Im Verlauf unterschiedlicher Erkrankungen kann es zu einer respiratorischen Insuffizienz kommen. Der Sauerstoffbedarf des Körpers kann dann – akut oder chronisch – nicht mehr ausreichend gedeckt werden. Um Atemtätigkeit und Gasaustausch zu unterstützen, gibt es verschiedene Möglichkeiten.

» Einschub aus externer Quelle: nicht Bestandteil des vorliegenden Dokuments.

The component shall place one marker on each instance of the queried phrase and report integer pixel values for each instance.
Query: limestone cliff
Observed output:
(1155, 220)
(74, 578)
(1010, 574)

Das respiratorische System besteht aus zwei wesentlichen Anteilen:

  • dem Lungenparenchym, dessen Aufgabe der Gasaustausch ist
  • der „Atempumpe“, dem ventilierenden System, das den mechanischen Anteil der Atmung bewerkstelligt

Die Unterscheidung der Pathogenese einer respiratorischen Insuffizienz ist für die Therapieentscheidung ebenso wichtig wie die Kenntnis darüber, welche Grunderkrankung vorliegt:

  • Die pulmonale Insuffizienz (Diffusionsstörung) zeichnet sich dadurch aus, dass die Aufnahme von Sauerstoff klinisch relevant vermindert ist, jedoch die Kohlendioxidabgabe nicht beeinträchtigt wird (Partialinsuffizienz). Die pulmonale Insuffizienz ist in der Regel durch Sauerstoffgabe behandelbar.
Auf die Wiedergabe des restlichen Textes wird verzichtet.